In this week's fantasy matchups column, we separate air yards from YAC, and identify the league-leading wide receivers in each stat on a per-reception basis. Elsewhere, we're bullish on Falcons and bearish on Steelers.

Posted by: Danny Tuccitto on 03 Nov 2011

8 comments, Last at 06 Nov 2011, 10:09am by Shawn


by Anonymous999 (not verified) :: Thu, 11/03/2011 - 5:27pm

I'm going to start a crusade to end the use of 'salt away' in football articles (meaning "to finish off"; for example, "salt away a victory").

I'm seeing the term used frequently on fantasy football sites, especially. I don't know why it's caught on, but it makes no sense given the traditional idiomatic meaning for 'salt away'.

by Uncle Luke (not verified) :: Thu, 11/03/2011 - 9:34pm

Doesn't 'salt away' mean 'preserve'? The other team was preserving a two-touchdown lead for the entire second half. Maybe there should be a 'trying to' in that sentence, but it's not that bad. It's certainly a lot better than getting untracked.

by Anonymous999 (not verified) :: Fri, 11/04/2011 - 11:59am

According to http://idioms.thefreedictionary.com/salt+away ...

1. Lit. to store and preserve a foodstuff by salting it. The farmer's wife salted a lot of fish and hams away for the winter. She salted away a lot of food.

2. Fig. to store something; to place something in reserve. I need to salt some money away for my retirement. I will salt away some money for emergencies.

So yes, it can mean 'to preserve', if you're talking about food. Otherwise, the figurative meaning is 'to store something.' I don't know how you can 'store' a victory by running out the clock.

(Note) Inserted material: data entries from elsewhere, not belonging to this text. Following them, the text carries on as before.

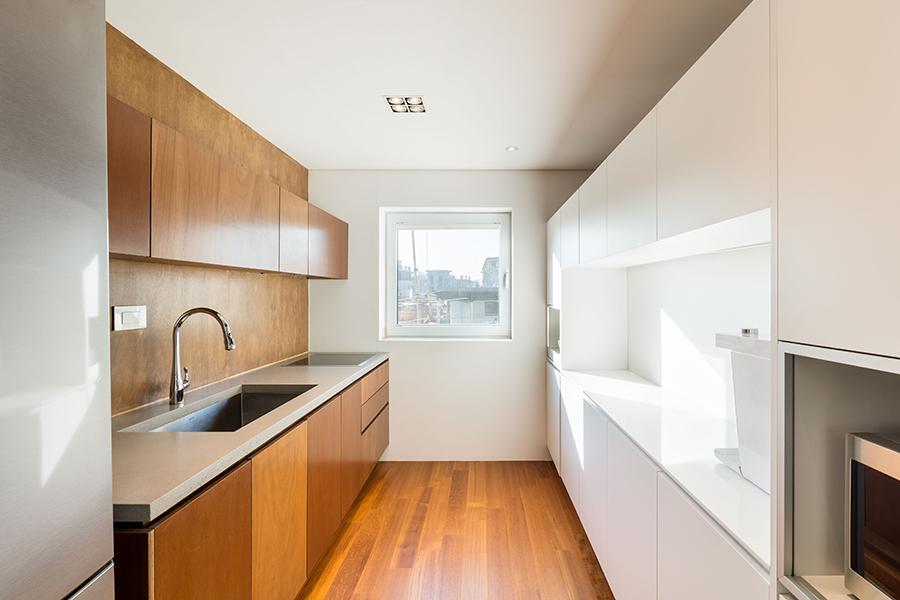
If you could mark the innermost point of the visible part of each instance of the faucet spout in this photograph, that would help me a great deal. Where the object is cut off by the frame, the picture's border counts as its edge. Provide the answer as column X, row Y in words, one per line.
column 180, row 380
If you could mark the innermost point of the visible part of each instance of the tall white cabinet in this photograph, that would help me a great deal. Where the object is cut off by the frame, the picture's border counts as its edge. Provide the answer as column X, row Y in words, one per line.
column 838, row 183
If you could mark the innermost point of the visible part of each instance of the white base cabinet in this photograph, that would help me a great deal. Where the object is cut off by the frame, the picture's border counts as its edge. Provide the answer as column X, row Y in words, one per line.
column 696, row 560
column 553, row 380
column 630, row 566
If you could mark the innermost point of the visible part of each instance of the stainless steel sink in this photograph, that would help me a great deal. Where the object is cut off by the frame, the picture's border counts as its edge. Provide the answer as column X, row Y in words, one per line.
column 230, row 414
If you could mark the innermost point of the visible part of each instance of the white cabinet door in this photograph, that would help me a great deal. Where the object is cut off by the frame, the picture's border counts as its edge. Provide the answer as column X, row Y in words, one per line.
column 553, row 413
column 569, row 225
column 631, row 188
column 594, row 480
column 714, row 130
column 554, row 262
column 631, row 556
column 839, row 189
column 697, row 560
column 592, row 216
column 572, row 440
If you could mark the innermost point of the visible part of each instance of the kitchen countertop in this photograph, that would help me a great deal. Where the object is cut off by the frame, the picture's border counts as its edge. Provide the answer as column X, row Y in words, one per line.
column 680, row 439
column 154, row 471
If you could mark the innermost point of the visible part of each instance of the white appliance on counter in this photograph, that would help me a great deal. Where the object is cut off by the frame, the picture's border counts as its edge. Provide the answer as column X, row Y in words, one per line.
column 751, row 375
column 55, row 496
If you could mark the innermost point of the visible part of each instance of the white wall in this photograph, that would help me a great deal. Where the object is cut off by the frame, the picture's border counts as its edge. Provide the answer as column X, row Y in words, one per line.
column 449, row 400
column 675, row 308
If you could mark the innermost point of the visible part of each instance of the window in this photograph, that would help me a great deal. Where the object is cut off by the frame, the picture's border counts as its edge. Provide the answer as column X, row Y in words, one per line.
column 447, row 274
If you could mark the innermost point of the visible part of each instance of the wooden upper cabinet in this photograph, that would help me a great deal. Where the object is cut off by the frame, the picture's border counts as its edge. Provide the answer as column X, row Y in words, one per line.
column 128, row 174
column 208, row 210
column 279, row 517
column 714, row 131
column 203, row 549
column 294, row 238
column 631, row 189
column 328, row 238
column 324, row 507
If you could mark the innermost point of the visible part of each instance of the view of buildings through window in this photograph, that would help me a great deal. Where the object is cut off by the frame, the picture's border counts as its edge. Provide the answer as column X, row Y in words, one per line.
column 448, row 276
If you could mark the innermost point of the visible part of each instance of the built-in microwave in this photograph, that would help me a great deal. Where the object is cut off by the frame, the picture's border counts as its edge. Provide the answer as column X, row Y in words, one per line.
column 872, row 557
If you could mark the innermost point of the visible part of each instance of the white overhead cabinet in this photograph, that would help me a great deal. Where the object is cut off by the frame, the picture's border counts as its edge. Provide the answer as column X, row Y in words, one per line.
column 714, row 130
column 696, row 560
column 631, row 188
column 592, row 222
column 553, row 408
column 631, row 554
column 838, row 183
column 554, row 261
column 569, row 228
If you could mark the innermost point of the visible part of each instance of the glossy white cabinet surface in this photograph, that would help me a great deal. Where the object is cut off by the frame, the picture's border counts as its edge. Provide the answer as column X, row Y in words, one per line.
column 714, row 130
column 553, row 413
column 569, row 227
column 838, row 184
column 554, row 261
column 592, row 220
column 631, row 554
column 631, row 188
column 594, row 480
column 571, row 439
column 696, row 560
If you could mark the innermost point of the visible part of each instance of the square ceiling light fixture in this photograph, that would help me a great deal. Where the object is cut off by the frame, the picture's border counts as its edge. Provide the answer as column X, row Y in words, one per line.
column 405, row 104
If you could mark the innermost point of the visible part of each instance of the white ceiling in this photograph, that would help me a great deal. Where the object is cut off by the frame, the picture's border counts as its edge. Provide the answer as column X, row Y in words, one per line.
column 564, row 80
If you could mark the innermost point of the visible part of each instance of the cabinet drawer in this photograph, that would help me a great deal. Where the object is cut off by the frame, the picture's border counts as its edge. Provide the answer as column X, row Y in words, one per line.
column 374, row 381
column 373, row 406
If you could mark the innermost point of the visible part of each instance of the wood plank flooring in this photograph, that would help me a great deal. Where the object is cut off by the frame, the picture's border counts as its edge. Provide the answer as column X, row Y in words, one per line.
column 467, row 530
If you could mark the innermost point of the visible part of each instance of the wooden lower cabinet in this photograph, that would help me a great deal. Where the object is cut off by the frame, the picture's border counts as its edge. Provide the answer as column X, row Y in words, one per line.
column 200, row 551
column 279, row 516
column 324, row 503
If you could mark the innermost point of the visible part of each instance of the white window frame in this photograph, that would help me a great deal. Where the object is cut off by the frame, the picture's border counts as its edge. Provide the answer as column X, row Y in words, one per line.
column 443, row 218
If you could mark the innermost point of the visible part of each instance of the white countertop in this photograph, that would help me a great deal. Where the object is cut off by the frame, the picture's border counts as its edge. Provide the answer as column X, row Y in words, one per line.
column 154, row 471
column 681, row 440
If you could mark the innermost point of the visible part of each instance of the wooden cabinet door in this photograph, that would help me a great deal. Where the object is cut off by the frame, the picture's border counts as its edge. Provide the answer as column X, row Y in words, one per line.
column 714, row 131
column 592, row 216
column 328, row 239
column 324, row 509
column 554, row 261
column 630, row 564
column 351, row 446
column 631, row 181
column 208, row 210
column 203, row 549
column 279, row 516
column 293, row 252
column 128, row 176
column 594, row 480
column 569, row 255
column 553, row 414
column 693, row 548
column 838, row 187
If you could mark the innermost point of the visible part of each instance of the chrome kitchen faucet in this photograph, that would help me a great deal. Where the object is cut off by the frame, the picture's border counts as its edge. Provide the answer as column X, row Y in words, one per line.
column 178, row 382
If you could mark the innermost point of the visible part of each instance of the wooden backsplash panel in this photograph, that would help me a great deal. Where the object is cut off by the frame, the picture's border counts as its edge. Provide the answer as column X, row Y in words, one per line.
column 267, row 313
column 138, row 79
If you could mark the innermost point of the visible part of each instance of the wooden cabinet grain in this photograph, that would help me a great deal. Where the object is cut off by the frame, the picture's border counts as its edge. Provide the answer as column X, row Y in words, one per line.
column 838, row 139
column 293, row 243
column 128, row 178
column 631, row 188
column 279, row 516
column 207, row 210
column 714, row 131
column 324, row 506
column 202, row 550
column 328, row 239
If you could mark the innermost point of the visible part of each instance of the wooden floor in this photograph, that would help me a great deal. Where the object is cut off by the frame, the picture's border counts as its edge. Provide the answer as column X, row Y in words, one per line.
column 482, row 530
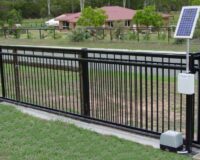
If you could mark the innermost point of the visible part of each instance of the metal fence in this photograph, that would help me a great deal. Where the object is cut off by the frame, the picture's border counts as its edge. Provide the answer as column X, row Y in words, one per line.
column 135, row 91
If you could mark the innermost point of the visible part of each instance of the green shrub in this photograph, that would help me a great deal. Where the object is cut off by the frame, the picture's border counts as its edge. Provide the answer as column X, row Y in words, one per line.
column 162, row 36
column 131, row 35
column 146, row 36
column 29, row 35
column 16, row 33
column 79, row 35
column 179, row 41
column 56, row 36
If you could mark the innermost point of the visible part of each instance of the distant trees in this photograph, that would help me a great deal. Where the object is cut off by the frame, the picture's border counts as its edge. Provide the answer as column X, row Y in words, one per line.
column 39, row 8
column 195, row 2
column 92, row 17
column 10, row 18
column 14, row 17
column 148, row 17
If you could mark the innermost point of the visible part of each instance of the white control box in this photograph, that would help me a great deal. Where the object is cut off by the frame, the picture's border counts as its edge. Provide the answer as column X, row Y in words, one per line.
column 186, row 83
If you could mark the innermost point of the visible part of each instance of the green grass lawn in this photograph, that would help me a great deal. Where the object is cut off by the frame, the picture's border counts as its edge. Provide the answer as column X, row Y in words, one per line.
column 28, row 138
column 101, row 44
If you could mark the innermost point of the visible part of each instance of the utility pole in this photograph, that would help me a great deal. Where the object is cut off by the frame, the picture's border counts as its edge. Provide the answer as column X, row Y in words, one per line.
column 124, row 3
column 49, row 7
column 82, row 4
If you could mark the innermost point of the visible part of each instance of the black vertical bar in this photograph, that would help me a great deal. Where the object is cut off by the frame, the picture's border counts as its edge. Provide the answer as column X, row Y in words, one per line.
column 16, row 74
column 163, row 96
column 146, row 95
column 198, row 130
column 84, row 78
column 2, row 74
column 189, row 113
column 152, row 97
column 169, row 96
column 54, row 33
column 40, row 33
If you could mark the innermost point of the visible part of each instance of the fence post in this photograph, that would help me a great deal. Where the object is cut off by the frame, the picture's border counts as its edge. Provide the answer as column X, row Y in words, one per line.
column 5, row 33
column 40, row 33
column 54, row 33
column 84, row 83
column 190, row 113
column 2, row 74
column 16, row 75
column 168, row 34
column 111, row 38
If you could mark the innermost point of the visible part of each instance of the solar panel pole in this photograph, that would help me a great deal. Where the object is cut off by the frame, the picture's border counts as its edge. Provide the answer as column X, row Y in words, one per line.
column 188, row 56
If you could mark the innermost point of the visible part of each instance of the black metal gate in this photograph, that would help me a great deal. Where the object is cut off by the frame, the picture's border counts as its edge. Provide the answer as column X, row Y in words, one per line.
column 135, row 91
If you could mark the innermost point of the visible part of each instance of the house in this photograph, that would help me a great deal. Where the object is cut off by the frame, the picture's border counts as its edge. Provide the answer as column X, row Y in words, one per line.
column 116, row 14
column 52, row 23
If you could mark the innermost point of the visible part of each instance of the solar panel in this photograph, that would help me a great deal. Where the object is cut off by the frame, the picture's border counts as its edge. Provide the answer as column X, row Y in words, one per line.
column 187, row 22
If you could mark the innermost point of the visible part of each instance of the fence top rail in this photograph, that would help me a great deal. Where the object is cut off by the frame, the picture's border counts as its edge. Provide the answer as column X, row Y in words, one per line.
column 173, row 54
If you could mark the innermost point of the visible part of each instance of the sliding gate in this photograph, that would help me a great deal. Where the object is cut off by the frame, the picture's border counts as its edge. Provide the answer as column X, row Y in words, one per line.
column 135, row 91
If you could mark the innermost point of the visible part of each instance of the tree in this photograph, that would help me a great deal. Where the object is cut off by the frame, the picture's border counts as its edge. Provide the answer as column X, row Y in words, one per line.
column 92, row 17
column 148, row 17
column 14, row 17
column 195, row 2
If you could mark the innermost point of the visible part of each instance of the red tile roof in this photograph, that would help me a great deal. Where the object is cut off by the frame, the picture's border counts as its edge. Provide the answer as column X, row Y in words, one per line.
column 69, row 17
column 114, row 13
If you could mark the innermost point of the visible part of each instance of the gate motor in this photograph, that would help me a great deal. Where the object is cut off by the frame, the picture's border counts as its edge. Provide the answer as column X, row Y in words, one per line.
column 186, row 81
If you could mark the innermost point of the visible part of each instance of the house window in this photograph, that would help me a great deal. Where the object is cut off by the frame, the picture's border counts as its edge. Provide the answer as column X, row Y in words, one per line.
column 110, row 24
column 65, row 25
column 128, row 23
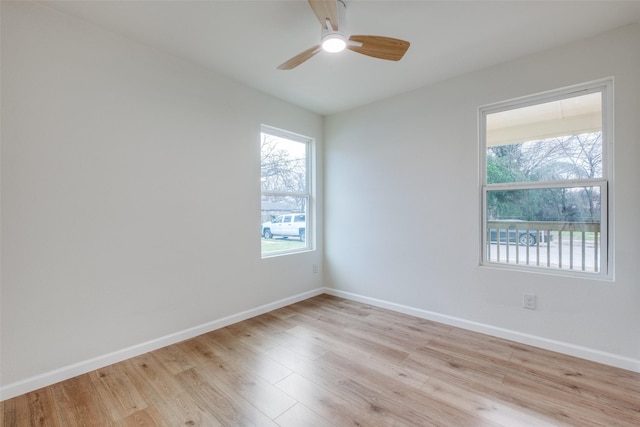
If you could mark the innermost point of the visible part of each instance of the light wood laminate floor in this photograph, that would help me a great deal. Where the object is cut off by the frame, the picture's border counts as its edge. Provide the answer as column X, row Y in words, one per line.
column 328, row 361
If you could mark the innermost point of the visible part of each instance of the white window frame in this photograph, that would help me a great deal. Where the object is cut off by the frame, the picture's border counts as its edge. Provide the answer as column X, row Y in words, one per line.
column 307, row 195
column 605, row 87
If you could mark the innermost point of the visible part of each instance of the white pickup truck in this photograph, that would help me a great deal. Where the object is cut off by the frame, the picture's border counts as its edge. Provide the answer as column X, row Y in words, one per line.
column 288, row 225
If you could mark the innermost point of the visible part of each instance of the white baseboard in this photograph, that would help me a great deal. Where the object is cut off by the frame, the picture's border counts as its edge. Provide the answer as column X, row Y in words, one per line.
column 64, row 373
column 536, row 341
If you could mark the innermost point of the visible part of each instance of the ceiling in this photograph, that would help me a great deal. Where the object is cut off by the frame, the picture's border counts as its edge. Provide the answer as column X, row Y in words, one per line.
column 247, row 40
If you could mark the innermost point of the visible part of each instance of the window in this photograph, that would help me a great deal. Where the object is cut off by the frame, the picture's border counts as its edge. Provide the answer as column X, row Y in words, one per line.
column 545, row 174
column 286, row 192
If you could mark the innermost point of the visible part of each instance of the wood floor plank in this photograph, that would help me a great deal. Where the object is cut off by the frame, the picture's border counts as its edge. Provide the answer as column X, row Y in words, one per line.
column 299, row 415
column 328, row 361
column 77, row 404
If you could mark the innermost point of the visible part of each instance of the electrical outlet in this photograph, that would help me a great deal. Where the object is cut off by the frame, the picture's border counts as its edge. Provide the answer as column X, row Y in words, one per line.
column 529, row 301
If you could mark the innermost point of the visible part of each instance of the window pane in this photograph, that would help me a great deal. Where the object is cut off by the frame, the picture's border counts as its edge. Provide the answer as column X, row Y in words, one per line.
column 283, row 165
column 551, row 141
column 284, row 223
column 566, row 204
column 550, row 227
column 556, row 159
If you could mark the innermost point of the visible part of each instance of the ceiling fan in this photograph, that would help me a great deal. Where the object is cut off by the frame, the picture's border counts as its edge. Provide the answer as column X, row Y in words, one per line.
column 331, row 14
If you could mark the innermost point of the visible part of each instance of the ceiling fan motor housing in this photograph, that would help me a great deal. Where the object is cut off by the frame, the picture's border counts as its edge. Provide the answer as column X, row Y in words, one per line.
column 335, row 39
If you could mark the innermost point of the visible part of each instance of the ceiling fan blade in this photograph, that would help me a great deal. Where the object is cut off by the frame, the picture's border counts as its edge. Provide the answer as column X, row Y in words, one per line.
column 326, row 9
column 379, row 47
column 299, row 58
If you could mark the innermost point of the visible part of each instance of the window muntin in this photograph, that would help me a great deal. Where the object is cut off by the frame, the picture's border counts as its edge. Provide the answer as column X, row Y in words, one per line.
column 285, row 192
column 544, row 178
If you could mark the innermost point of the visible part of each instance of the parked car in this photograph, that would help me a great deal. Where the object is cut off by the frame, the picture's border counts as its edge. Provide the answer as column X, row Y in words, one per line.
column 288, row 225
column 521, row 236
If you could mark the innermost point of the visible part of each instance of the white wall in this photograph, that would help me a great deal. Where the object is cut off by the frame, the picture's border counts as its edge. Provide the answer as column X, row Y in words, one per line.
column 130, row 196
column 402, row 207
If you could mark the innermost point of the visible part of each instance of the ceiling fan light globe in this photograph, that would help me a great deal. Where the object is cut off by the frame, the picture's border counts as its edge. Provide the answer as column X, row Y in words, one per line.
column 333, row 44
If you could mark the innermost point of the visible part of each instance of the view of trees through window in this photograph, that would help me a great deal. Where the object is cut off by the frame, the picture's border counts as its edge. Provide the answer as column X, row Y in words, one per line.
column 567, row 158
column 285, row 195
column 545, row 181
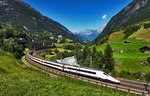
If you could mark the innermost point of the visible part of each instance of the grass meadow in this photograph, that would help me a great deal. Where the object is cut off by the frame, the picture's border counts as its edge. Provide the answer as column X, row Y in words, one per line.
column 16, row 79
column 131, row 58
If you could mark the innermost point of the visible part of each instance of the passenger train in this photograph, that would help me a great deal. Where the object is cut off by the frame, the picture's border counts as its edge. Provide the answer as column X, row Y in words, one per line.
column 90, row 72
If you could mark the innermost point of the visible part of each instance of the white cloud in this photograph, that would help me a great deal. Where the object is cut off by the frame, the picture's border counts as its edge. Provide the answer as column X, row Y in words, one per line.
column 104, row 16
column 100, row 29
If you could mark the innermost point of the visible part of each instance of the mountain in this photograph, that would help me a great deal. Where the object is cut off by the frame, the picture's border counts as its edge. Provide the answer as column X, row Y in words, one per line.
column 16, row 12
column 137, row 11
column 90, row 34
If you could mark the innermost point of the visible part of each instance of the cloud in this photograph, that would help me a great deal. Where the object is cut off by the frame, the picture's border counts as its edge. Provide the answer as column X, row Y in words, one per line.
column 100, row 29
column 104, row 16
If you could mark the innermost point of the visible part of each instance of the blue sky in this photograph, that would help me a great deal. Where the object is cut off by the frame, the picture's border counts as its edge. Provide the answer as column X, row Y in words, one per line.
column 79, row 14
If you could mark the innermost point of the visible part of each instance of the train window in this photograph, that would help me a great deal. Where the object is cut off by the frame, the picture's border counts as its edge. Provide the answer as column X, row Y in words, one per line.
column 105, row 74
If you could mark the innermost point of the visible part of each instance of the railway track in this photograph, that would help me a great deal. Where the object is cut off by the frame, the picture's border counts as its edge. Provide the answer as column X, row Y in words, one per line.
column 125, row 85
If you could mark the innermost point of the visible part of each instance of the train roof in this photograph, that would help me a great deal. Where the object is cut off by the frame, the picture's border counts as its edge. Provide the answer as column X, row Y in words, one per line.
column 81, row 67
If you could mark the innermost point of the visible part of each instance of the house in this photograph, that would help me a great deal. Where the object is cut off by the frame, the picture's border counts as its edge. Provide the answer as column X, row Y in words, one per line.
column 145, row 49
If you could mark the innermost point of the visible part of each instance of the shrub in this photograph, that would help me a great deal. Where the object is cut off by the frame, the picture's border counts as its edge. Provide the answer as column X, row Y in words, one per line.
column 130, row 30
column 148, row 60
column 17, row 55
column 56, row 51
column 147, row 76
column 43, row 55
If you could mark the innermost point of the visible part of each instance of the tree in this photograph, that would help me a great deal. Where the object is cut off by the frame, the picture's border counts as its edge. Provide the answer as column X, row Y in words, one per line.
column 108, row 59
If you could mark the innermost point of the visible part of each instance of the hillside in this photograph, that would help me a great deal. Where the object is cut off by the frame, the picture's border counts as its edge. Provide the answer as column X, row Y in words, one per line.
column 16, row 12
column 135, row 13
column 19, row 80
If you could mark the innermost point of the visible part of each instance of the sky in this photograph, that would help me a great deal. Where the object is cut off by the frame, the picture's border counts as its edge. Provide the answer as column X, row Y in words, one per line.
column 79, row 14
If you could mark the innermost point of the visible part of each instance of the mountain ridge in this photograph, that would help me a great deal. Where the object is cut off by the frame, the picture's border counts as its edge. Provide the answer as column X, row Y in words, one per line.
column 19, row 13
column 134, row 13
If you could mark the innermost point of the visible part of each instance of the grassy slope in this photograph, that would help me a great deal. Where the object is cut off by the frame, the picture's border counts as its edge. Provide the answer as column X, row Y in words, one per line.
column 142, row 34
column 18, row 80
column 131, row 56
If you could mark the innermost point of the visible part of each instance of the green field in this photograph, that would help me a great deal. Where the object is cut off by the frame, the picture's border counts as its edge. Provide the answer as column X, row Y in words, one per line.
column 131, row 57
column 16, row 79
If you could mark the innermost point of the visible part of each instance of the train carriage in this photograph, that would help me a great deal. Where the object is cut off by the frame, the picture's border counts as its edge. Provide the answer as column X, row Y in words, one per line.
column 91, row 72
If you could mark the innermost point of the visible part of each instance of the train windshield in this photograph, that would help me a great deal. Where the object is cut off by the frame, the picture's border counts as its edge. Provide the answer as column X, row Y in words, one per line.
column 106, row 72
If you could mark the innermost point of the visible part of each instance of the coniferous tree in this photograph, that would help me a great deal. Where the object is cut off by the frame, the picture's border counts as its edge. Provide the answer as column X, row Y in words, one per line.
column 108, row 59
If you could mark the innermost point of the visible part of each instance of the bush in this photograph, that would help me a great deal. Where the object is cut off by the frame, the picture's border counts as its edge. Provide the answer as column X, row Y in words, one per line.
column 69, row 47
column 147, row 25
column 148, row 60
column 147, row 76
column 43, row 55
column 56, row 51
column 17, row 55
column 130, row 30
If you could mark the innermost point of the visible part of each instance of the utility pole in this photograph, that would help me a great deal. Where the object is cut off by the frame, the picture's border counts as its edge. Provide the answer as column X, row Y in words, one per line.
column 91, row 61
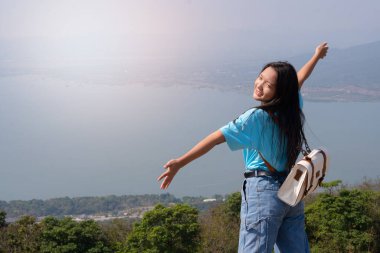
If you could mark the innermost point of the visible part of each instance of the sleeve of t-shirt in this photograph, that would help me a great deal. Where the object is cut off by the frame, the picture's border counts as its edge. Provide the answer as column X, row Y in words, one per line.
column 242, row 132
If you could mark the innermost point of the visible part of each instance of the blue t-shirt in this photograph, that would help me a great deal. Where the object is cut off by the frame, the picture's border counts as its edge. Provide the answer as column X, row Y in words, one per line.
column 255, row 131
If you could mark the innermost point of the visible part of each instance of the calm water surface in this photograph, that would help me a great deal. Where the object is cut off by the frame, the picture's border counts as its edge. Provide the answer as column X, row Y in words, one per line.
column 64, row 138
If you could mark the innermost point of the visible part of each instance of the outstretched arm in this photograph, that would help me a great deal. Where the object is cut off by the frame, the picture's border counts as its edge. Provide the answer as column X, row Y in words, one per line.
column 174, row 165
column 305, row 71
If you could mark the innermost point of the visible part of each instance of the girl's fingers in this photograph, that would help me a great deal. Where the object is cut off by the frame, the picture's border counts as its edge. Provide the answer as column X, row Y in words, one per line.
column 163, row 175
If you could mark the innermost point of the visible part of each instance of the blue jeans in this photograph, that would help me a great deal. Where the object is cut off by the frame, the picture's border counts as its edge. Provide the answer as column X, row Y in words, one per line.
column 266, row 220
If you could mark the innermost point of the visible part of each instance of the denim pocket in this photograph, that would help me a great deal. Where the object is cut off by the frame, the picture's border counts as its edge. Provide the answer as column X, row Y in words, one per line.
column 267, row 184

It used to be a minor annoyance, but now that this phrase is popping up pretty frequently it's really starting to grate.

by jtduffin :: Fri, 11/04/2011 - 1:33pm

I think a lot of phrases are like that in that they can easily become trendy or popular, and can then end up being run into the ground (which is one of them itself, of course!) and becoming very tiresome. I think an FO writer has at least once mentioned the also-ubiquitous-in-sports-writing "struggled mightily" as an example.

I don't really have a problem personally with applying "salted away" to "running away the clock to get a win", as it makes sense to me to think of the eventual victory as being something you'd pack with salt and put in the pantry when you're done with the game, but I can definitely imagine it being grating to read it over and over again. Like any other expression, overuse does not make my heart grow fonder.

by jw124164 :: Thu, 11/03/2011 - 10:17pm

Wow - Julio Jones also makes both columns. This Falcons fan hopes he'll get his first TD this weekend.

by Shawn :: Fri, 11/04/2011 - 11:11am

Would the Donald Lee value apply to Jermaine Gresham if he ends up playing? Does that actually mean CIN TE? Or is it specific to Donald Lee and his role in the offense?

by Danny Tuccitto :: Fri, 11/04/2011 - 5:59pm

Yeah, it really means CIN TE. For the purposes of the analysis, I just allocated Gresham's touches to Lee.

by Shawn :: Sun, 11/06/2011 - 10:09am

Thanks! Now I just play the waiting game and see which one plays. God, my TE sucks.